Within the framework of World Ovarian Cancer Day, the agency said that women could also reduce the risk of suffering from this cancer, which is more lethal than breast or cervical, seeking other protective factors such as maintaining a healthy weight or not receiving hormone replacement therapy after the menopause.

Details that there are factors of protection against ovarian cancer like having taken contraceptive pills for five years or more, which allows you to have approximately 50% less risk of suffering from it, or have undergone surgical procedures of tubal ligation or removal of ovaries or uterus.

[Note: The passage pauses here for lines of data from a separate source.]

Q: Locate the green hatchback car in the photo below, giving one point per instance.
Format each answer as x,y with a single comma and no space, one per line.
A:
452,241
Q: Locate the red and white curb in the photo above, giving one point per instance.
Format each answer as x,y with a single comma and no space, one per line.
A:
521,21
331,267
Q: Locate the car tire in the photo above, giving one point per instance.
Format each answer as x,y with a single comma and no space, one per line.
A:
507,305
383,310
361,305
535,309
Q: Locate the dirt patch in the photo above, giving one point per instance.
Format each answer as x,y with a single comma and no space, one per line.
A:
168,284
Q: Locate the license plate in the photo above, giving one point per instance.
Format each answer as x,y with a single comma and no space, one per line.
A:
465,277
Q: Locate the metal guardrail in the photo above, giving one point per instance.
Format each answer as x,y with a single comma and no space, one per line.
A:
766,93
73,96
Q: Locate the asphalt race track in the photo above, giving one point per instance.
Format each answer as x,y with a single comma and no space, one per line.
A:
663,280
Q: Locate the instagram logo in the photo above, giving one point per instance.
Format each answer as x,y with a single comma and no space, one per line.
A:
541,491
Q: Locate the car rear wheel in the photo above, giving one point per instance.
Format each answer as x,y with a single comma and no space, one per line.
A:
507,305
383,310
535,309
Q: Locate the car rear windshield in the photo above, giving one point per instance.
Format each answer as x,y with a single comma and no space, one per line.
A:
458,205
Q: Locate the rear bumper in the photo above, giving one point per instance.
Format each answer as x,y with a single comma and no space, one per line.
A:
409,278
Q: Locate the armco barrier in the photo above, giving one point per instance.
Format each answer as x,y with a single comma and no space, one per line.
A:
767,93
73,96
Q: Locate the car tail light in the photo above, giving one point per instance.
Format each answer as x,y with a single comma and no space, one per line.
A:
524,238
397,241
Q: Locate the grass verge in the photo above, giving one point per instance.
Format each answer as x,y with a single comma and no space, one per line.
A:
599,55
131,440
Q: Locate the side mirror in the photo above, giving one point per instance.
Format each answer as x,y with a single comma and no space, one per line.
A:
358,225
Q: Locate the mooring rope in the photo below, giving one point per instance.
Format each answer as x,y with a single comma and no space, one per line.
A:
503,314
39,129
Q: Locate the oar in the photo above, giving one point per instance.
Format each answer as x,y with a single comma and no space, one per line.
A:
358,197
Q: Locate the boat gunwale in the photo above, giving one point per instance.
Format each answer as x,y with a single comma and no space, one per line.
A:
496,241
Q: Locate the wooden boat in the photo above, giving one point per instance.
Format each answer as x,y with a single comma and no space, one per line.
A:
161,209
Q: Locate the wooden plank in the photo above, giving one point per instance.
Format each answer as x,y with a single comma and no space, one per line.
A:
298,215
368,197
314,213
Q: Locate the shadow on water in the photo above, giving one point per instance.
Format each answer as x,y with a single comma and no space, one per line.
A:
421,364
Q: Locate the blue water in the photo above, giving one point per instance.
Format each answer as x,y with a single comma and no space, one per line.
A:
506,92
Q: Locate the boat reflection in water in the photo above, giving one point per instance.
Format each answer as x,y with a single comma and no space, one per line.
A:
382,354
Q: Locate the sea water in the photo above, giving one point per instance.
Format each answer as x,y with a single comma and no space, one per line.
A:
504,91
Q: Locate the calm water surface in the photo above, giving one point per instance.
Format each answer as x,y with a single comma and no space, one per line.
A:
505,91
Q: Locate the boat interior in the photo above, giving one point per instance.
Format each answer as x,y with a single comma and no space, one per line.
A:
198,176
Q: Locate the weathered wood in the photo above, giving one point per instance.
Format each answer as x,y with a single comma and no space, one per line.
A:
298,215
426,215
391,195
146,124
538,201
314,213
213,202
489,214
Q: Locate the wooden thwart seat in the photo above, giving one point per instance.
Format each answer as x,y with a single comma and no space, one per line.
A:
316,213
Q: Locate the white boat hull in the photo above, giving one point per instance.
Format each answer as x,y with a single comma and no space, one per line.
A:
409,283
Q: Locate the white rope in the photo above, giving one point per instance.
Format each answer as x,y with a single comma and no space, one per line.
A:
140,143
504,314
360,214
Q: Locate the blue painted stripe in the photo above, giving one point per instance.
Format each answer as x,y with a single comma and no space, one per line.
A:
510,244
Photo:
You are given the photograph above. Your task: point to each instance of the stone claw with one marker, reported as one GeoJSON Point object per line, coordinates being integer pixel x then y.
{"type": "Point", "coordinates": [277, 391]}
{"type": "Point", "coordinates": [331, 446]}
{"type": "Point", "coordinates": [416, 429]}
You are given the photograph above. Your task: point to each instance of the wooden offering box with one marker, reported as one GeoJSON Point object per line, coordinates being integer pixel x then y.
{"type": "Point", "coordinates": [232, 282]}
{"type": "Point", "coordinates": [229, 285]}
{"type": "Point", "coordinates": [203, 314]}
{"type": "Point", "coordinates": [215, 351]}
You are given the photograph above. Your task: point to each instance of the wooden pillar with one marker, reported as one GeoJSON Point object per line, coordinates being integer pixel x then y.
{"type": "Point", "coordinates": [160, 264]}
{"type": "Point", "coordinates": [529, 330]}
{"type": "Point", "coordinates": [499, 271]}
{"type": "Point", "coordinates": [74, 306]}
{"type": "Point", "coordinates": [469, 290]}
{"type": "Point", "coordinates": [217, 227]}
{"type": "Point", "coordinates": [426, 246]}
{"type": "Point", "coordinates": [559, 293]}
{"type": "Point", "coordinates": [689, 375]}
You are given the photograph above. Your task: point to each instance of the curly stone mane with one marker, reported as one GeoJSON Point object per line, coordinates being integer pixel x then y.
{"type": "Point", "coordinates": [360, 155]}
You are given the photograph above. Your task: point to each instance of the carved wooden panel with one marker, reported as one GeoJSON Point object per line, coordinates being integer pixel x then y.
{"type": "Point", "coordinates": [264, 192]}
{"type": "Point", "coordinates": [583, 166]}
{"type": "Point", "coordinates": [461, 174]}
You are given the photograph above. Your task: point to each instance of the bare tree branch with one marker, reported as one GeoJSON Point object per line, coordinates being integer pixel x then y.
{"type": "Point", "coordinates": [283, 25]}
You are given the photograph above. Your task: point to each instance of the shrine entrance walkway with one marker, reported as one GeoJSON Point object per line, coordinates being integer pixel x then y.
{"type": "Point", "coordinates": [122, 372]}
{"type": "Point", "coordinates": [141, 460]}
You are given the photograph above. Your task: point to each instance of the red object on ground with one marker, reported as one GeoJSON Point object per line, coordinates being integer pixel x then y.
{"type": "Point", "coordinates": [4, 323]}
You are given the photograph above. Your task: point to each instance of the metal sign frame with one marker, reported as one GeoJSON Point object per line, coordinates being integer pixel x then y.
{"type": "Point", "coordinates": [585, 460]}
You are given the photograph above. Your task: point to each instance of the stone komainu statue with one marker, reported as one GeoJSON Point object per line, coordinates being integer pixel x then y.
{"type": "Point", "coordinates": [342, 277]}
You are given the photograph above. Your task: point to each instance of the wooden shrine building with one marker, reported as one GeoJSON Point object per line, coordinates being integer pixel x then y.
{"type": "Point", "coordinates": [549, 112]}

Also, having given birth or breastfeed for a year or more, help women to have a moderately reduced risk of presenting this condition.

According to National Institute of Cancerology and the National Institute of Public Health, epithelial ovarian cancer (cells that cover the ovary) is the most common with 95 percent of cases, mainly from 45 years, and the remaining five percent corresponds to the germ cell (cells inside) in young women

According to the OncoguĂ­a of Ovarian Epithelial Cancer, the diagnosis is usually made after menopause and the average age of presentation is at 63 years, although 16 percent of cases are diagnosed between 40 and 44 years, while survival to five years it has changed from 37 percent in 1976 and 41 n 1985, to 53 percent in the year 2000.

In the state, this cancer is the seventh cause of morbidity due to malignant tumors in the State Institute of Cancerology with four percent of the cases (343) of the cancers that have been treated between 1996 and 2018.

The Ministry of Health reported that the risk of ovarian cancer increases with age and, among women who are obese or have their first full-term pregnancy (full) after age 35, in addition to those who never had a full-term pregnancy , as well as among those who use estrogen after menopause or have a family history.